Examples of what I see and read everyday.
Bulking: stop making gains so I eat more and get fat.
Cutting: stop leaning out so I eat less and spend more time in the hampster wheel only to loose muscle.
Training: stop seeing progess so I add more weight and volume only to feel more run down.
AAS: don't feel huge so I add more Rx only to empty my wallet and male fewer gains and then decide I need slin and gh to grow.

What should I be doing.
Bulking: Eat big, but PLAN to reduce calories for 2 weeks out of 8.
Cutting: Carb cycle...duh or PLAN to add calories every 4th week for a week.
Training: Plers PLAN to reduce load every 4th week, BBers PLAN to reduce volume every 5th or 6th week.
AAS: PLAN shorter cycles and cruise for two weeks between them.
HGH: PLAN to take a month off every 5 or 6.

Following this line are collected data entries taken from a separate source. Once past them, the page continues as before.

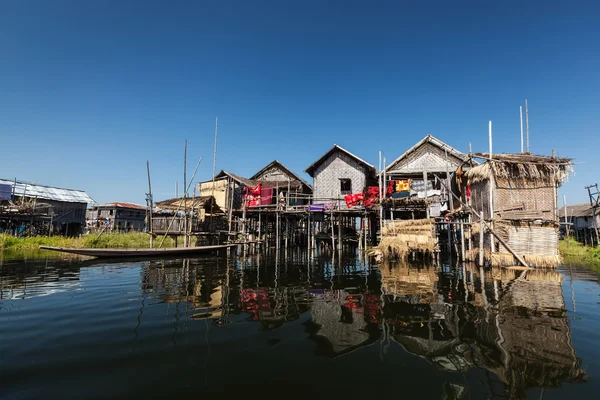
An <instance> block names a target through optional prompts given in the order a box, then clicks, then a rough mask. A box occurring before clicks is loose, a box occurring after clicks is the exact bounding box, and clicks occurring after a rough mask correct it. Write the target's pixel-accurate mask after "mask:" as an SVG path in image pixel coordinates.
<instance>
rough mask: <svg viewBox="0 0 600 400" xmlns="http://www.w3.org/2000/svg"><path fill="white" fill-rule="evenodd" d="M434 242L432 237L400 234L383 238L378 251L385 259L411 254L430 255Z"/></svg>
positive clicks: (431, 235) (404, 256) (398, 257)
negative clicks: (421, 254)
mask: <svg viewBox="0 0 600 400" xmlns="http://www.w3.org/2000/svg"><path fill="white" fill-rule="evenodd" d="M435 246H436V240H435V238H434V237H433V236H432V235H414V234H400V235H396V236H384V237H383V238H382V239H381V242H380V243H379V246H378V249H379V251H381V254H382V255H383V256H384V257H385V258H392V257H394V258H396V257H397V258H404V257H406V256H407V255H408V254H410V253H412V252H418V253H431V252H433V250H434V249H435Z"/></svg>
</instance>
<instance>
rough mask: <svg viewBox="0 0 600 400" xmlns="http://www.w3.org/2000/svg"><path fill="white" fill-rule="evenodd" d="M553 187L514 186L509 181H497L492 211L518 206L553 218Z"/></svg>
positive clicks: (494, 190) (503, 209) (551, 219)
mask: <svg viewBox="0 0 600 400" xmlns="http://www.w3.org/2000/svg"><path fill="white" fill-rule="evenodd" d="M554 201H555V198H554V188H553V187H552V186H546V187H515V186H514V185H511V184H510V183H509V182H497V184H496V187H495V189H494V212H498V211H502V210H509V209H515V208H520V207H522V208H521V209H522V210H524V211H536V212H538V213H539V214H540V217H543V218H544V219H547V220H554V217H555V216H554Z"/></svg>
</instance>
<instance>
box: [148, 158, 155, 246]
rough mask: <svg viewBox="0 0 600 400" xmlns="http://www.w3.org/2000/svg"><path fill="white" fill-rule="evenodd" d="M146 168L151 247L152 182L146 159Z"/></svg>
mask: <svg viewBox="0 0 600 400" xmlns="http://www.w3.org/2000/svg"><path fill="white" fill-rule="evenodd" d="M146 170H147V171H148V197H147V205H148V212H149V216H148V223H149V224H150V225H149V228H148V233H150V248H152V244H153V241H154V236H153V235H152V203H153V199H152V184H151V183H150V161H148V160H146Z"/></svg>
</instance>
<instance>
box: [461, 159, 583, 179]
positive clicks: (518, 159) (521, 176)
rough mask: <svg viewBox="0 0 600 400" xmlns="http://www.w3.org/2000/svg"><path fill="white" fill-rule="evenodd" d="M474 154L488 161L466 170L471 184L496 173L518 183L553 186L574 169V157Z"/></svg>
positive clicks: (502, 177)
mask: <svg viewBox="0 0 600 400" xmlns="http://www.w3.org/2000/svg"><path fill="white" fill-rule="evenodd" d="M474 157H477V158H483V159H486V160H487V161H486V162H485V163H484V164H481V165H478V166H476V167H473V168H472V169H470V170H469V171H467V172H466V173H465V176H466V178H467V182H468V183H469V184H474V183H478V182H482V181H485V180H489V179H490V178H491V177H492V176H494V178H495V179H496V180H503V181H510V182H514V183H516V184H519V183H521V184H525V185H528V184H536V185H548V186H552V185H554V183H557V184H559V185H560V184H561V183H562V182H564V181H565V180H566V179H567V178H568V175H569V173H571V172H572V169H573V168H572V164H571V159H570V158H558V157H548V156H537V155H533V154H494V155H493V156H492V159H490V158H489V154H488V153H477V154H475V155H474Z"/></svg>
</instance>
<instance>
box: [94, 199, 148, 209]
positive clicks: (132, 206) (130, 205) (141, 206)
mask: <svg viewBox="0 0 600 400" xmlns="http://www.w3.org/2000/svg"><path fill="white" fill-rule="evenodd" d="M98 207H105V208H117V207H118V208H131V209H133V210H143V211H147V210H148V207H147V206H142V205H139V204H135V203H124V202H120V201H113V202H112V203H106V204H100V205H99V206H98Z"/></svg>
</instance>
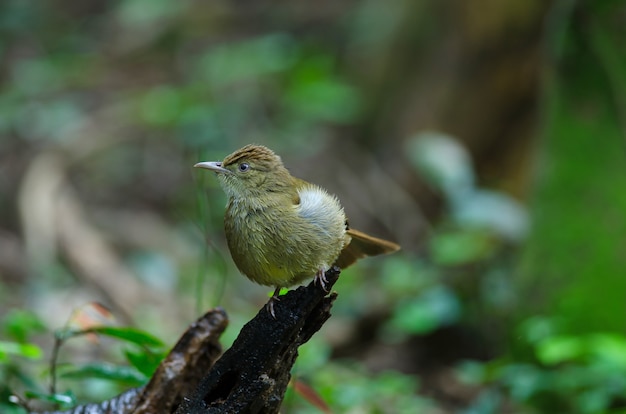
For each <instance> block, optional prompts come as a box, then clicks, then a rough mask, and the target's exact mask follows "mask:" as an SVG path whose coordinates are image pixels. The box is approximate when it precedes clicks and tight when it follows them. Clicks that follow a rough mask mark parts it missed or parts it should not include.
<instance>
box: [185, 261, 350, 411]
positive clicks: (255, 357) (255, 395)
mask: <svg viewBox="0 0 626 414" xmlns="http://www.w3.org/2000/svg"><path fill="white" fill-rule="evenodd" d="M326 277H327V279H328V284H327V287H328V288H330V287H332V286H333V285H334V284H335V282H336V281H337V279H338V277H339V269H338V268H333V269H331V270H329V271H328V272H326ZM326 295H327V292H326V291H324V290H323V289H322V288H321V287H320V286H317V285H316V284H315V283H314V282H311V283H310V284H309V285H308V286H307V287H303V286H302V287H299V288H298V289H296V290H292V291H290V292H288V293H287V294H286V295H284V296H281V297H280V301H279V302H278V303H276V304H275V306H274V310H275V313H276V319H274V318H273V317H272V315H271V314H270V313H269V312H268V311H267V310H266V309H261V310H260V311H259V313H258V314H257V315H256V317H255V318H254V319H252V320H251V321H250V322H248V323H247V324H246V325H245V326H244V327H243V329H242V330H241V332H240V334H239V336H238V337H237V339H236V341H235V343H234V344H233V346H232V347H231V348H230V349H229V350H228V351H226V353H225V354H224V355H223V356H222V357H221V358H220V359H219V360H218V361H217V362H216V363H215V365H214V366H213V368H212V369H211V371H210V372H209V373H208V375H207V376H206V378H204V379H203V380H202V382H201V384H200V386H199V387H198V389H197V390H196V392H195V393H194V394H193V395H192V396H191V398H189V399H185V401H184V402H183V404H182V405H181V407H180V408H179V409H178V410H177V411H176V413H177V414H188V413H193V414H195V413H214V414H217V413H277V412H278V409H279V408H280V405H281V403H282V400H283V397H284V394H285V390H286V388H287V384H288V383H289V379H290V378H291V375H290V371H291V367H292V366H293V364H294V362H295V361H296V357H297V356H298V347H299V346H300V345H302V344H303V343H305V342H307V341H308V340H309V339H310V338H311V336H313V334H314V333H315V332H317V331H318V330H319V329H320V328H321V326H322V325H323V324H324V322H326V320H327V319H328V318H329V317H330V308H331V306H332V302H333V301H334V300H335V298H336V297H337V294H336V293H332V294H331V295H330V296H328V297H327V296H326Z"/></svg>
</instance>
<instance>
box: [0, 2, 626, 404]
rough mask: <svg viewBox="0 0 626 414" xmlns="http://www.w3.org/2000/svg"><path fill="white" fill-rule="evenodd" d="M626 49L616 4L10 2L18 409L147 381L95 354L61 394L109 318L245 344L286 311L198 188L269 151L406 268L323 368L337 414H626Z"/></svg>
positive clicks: (9, 347) (343, 324)
mask: <svg viewBox="0 0 626 414" xmlns="http://www.w3.org/2000/svg"><path fill="white" fill-rule="evenodd" d="M625 45H626V5H625V4H624V2H623V1H615V0H593V1H591V0H589V1H582V0H580V1H576V0H556V1H542V0H524V1H514V0H510V1H501V0H472V1H460V0H448V1H433V0H426V1H421V2H416V1H408V0H404V1H402V0H399V1H394V2H379V1H374V0H341V1H333V2H331V1H316V2H304V1H293V2H268V1H257V2H228V1H216V2H206V1H196V0H184V1H176V2H174V1H168V0H119V1H88V2H86V1H53V0H49V1H34V0H7V1H3V2H1V3H0V411H2V412H8V413H21V412H23V410H22V409H21V408H19V407H17V406H15V405H12V404H11V403H9V399H10V398H11V397H10V396H11V395H19V396H20V397H22V398H30V399H34V400H35V401H34V402H35V403H37V404H43V402H45V401H49V400H52V401H53V402H55V403H56V404H60V405H57V406H60V407H65V406H71V405H72V404H75V403H83V402H88V401H101V400H103V399H106V398H109V397H111V396H113V395H115V394H116V393H119V392H120V391H122V390H124V389H126V388H128V387H129V386H131V385H138V384H141V383H142V382H144V381H145V379H146V378H147V377H148V376H149V372H148V371H147V370H144V372H142V370H141V369H140V365H141V364H139V363H138V358H139V359H141V358H143V359H142V361H143V362H144V363H145V362H146V358H147V356H148V354H147V353H145V350H137V349H135V348H132V347H133V344H132V343H127V342H124V341H123V340H122V341H119V340H113V339H111V338H100V339H98V340H94V338H91V337H84V338H76V339H73V340H71V341H68V342H67V343H66V344H64V347H63V348H62V349H61V350H60V354H59V363H60V365H59V372H58V373H57V374H58V376H59V378H58V383H57V384H56V389H55V390H54V391H55V392H54V395H50V392H49V390H50V388H49V378H48V377H49V374H50V372H49V363H48V361H49V359H50V357H51V353H52V350H53V344H54V337H55V335H54V333H55V331H56V332H58V330H59V329H62V328H63V327H68V326H73V325H76V324H78V326H82V325H80V324H81V323H85V322H84V319H87V320H92V319H96V320H101V319H105V320H106V323H112V324H116V325H119V326H133V327H136V328H139V329H141V330H142V331H143V332H146V333H149V334H150V335H154V336H155V337H157V338H160V339H161V340H162V341H163V349H167V348H168V347H169V346H171V345H173V344H174V342H175V341H176V339H177V338H178V336H179V335H180V334H181V333H182V332H183V331H184V328H185V327H186V326H187V325H188V324H189V323H191V322H192V321H193V320H194V319H195V318H196V317H197V316H198V315H200V314H201V313H202V312H203V311H205V310H206V309H209V308H211V307H214V306H218V305H219V306H222V307H224V308H225V309H226V310H227V312H228V313H229V316H230V320H231V322H230V326H229V328H228V330H227V331H226V334H225V337H224V338H223V343H224V345H225V346H228V344H229V343H231V342H232V340H233V339H234V338H235V337H236V335H237V332H238V331H239V329H240V327H241V326H242V325H243V324H244V323H245V322H246V321H247V320H249V319H250V318H251V317H252V316H253V315H254V314H255V313H256V312H257V311H258V309H260V308H261V307H262V306H263V304H264V303H265V301H266V300H267V294H268V291H269V289H268V288H264V287H260V286H257V285H254V284H253V283H251V282H250V281H248V280H247V279H245V278H244V277H242V276H241V275H240V274H239V273H238V272H237V270H236V268H235V267H234V265H233V263H232V261H231V259H230V256H229V254H228V250H227V247H226V244H225V240H224V234H223V230H222V219H223V213H224V205H225V202H226V200H225V196H224V194H223V192H222V191H221V189H220V188H219V186H218V183H217V180H215V178H214V177H213V176H212V175H211V174H208V173H206V172H203V171H197V170H193V168H192V166H193V164H194V163H196V162H198V161H206V160H221V159H222V158H223V157H224V156H225V155H227V154H229V153H230V152H232V151H233V150H235V149H237V148H239V147H241V146H243V145H245V144H247V143H253V142H254V143H259V144H264V145H267V146H269V147H271V148H272V149H274V150H275V151H276V152H277V153H279V154H280V155H281V156H282V158H283V161H284V162H285V164H286V166H287V167H288V168H289V169H290V170H291V171H292V173H293V174H294V175H296V176H299V177H302V178H304V179H306V180H307V181H311V182H314V183H317V184H319V185H321V186H323V187H325V188H327V189H328V190H329V191H331V192H333V193H335V194H337V195H338V197H339V198H340V199H341V201H342V203H343V205H344V206H345V209H346V212H347V214H348V215H349V217H350V221H351V224H352V225H353V226H354V227H355V228H358V229H361V230H364V231H367V232H369V233H372V234H376V235H378V236H380V237H385V238H389V239H392V240H395V241H397V242H398V243H400V244H401V245H402V247H403V250H402V251H401V252H400V253H398V254H395V255H393V256H389V257H384V258H375V259H368V260H365V261H362V262H360V263H359V264H358V265H356V266H355V267H354V268H350V269H347V270H346V271H345V272H343V273H342V276H341V278H340V280H339V282H338V283H337V285H336V286H335V289H336V290H337V292H339V298H338V300H337V301H336V304H335V306H334V308H333V317H332V318H331V319H330V321H329V322H328V323H327V324H326V325H325V326H324V328H323V329H322V331H321V332H320V333H319V334H318V335H317V336H316V337H314V338H313V339H312V341H311V342H310V343H309V344H306V345H305V346H303V347H302V348H301V352H300V353H301V356H300V358H299V360H298V363H297V365H296V367H295V369H294V372H293V375H294V378H295V379H296V381H300V382H301V383H303V384H308V385H309V386H310V387H311V388H312V389H313V390H314V392H315V393H316V394H318V395H319V396H320V397H321V398H322V399H323V400H324V401H325V402H326V404H327V405H328V406H329V407H330V408H331V409H332V410H333V411H335V412H346V413H370V412H371V413H379V412H382V413H402V412H407V413H409V412H415V409H416V407H417V408H419V409H420V410H421V411H420V412H424V413H506V412H508V413H528V412H537V413H557V412H559V413H566V412H567V413H605V412H606V413H624V412H626V375H624V373H625V372H626V336H625V335H626V322H625V316H626V277H625V276H624V269H625V268H626V220H625V217H626V174H624V171H625V169H626V162H625V161H626V160H625V137H626V54H625V53H624V50H625V49H624V47H625ZM95 303H101V304H103V305H104V306H106V309H108V310H104V309H103V308H100V307H99V306H98V305H95ZM150 355H151V356H154V355H155V354H150ZM133 356H134V357H133ZM140 357H141V358H140ZM143 366H144V368H145V364H144V365H143ZM297 388H298V387H294V388H293V389H290V390H289V392H288V395H287V398H286V400H285V402H284V405H283V412H298V413H301V412H303V413H306V412H319V410H320V408H319V405H318V406H317V407H315V406H314V405H313V404H311V402H310V401H309V400H310V398H309V399H307V398H306V397H303V396H302V395H301V394H300V393H298V392H295V391H294V390H295V389H297ZM47 407H49V406H47Z"/></svg>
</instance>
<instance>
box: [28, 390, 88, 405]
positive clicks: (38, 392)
mask: <svg viewBox="0 0 626 414" xmlns="http://www.w3.org/2000/svg"><path fill="white" fill-rule="evenodd" d="M24 396H25V397H26V398H28V399H34V400H39V401H45V402H49V403H51V404H55V405H56V404H58V405H59V406H60V408H61V409H63V408H68V407H71V406H73V405H75V404H76V396H75V395H74V394H73V393H72V392H71V391H67V392H65V393H59V394H44V393H42V392H36V391H26V392H25V393H24Z"/></svg>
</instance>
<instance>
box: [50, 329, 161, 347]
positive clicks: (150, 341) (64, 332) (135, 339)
mask: <svg viewBox="0 0 626 414" xmlns="http://www.w3.org/2000/svg"><path fill="white" fill-rule="evenodd" d="M88 333H95V334H99V335H104V336H108V337H111V338H117V339H122V340H124V341H126V342H130V343H133V344H137V345H139V346H146V347H163V346H164V344H163V342H162V341H161V340H160V339H158V338H156V337H154V336H152V335H150V334H149V333H147V332H144V331H142V330H139V329H136V328H129V327H115V326H98V327H94V328H89V329H84V330H80V331H76V330H63V331H60V333H58V334H57V335H61V336H62V337H64V338H69V337H72V336H77V335H85V334H88Z"/></svg>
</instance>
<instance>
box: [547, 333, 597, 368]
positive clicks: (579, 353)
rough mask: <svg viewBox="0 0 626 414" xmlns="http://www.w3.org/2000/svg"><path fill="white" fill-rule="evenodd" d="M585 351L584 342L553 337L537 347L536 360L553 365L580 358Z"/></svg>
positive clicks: (559, 337)
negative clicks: (536, 358) (537, 359)
mask: <svg viewBox="0 0 626 414" xmlns="http://www.w3.org/2000/svg"><path fill="white" fill-rule="evenodd" d="M586 350H587V346H586V344H585V341H584V340H583V339H581V338H577V337H573V336H555V337H552V338H548V339H546V340H544V341H542V342H541V343H539V344H538V345H537V358H539V360H540V361H541V362H543V363H544V364H548V365H553V364H558V363H561V362H565V361H571V360H576V359H579V358H580V357H582V356H583V355H584V354H585V353H586Z"/></svg>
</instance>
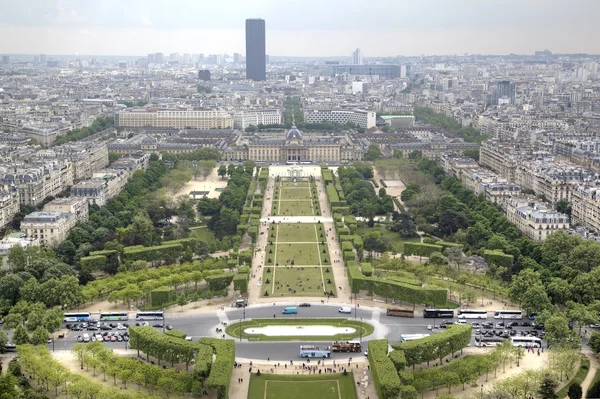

So, there you have it things you already know, but probably don't do. And excuse the sarcasm,  but experience tells me most won't. I know most of my gym rat buddies think my secret is some sort of AAS I won't tell them about, so they just keep trying to run through the wall. Unfortunately,  that is not how our body works best.


Hawk


----------



## txpipeliner88 (Jun 29, 2014)

Great post Hawk. It's always educational reading your write ups.


----------



## Enigmatic707 (Jun 29, 2014)

Very good and insightful info from a true vet!


----------



## The Grim Repper (Jun 30, 2014)

Damn straight CH.  Very good post filled with wisdom which has sprung from experience - can't be bought or taught, it's earned.
Thanks for that bro.
G.


----------



## Alinshop (Jun 30, 2014)

Another insightful post by "The Hawk." Thank you brutha.


----------



## Sandpig (Jun 30, 2014)

The Grim Repper said:


> can't be bought or taught, it's earned.
> Thanks for that bro.
> G.



Exactly!

:headbang:


----------



## d2r2ddd (Jun 30, 2014)

Good 1 CH!! :headbang:


----------



## Big-John (Jul 1, 2014)

Nice read hawk!


----------



## srd1 (Jul 1, 2014)

Cool read brother!!!


----------



## DaveWallerCB (Jul 1, 2014)

Thanks bro!


----------



## FordFan (Jul 2, 2014)

Great info


----------



## pacman1323 (Jul 2, 2014)

Thanks for the insight.


----------



## thebrick (Jul 3, 2014)

Good post with great advice.


----------



## chicken_hawk (Jul 4, 2014)

thebrick said:


> Good post with great advice.



Thanks,  coming from you that means alot brother.

Hawk


----------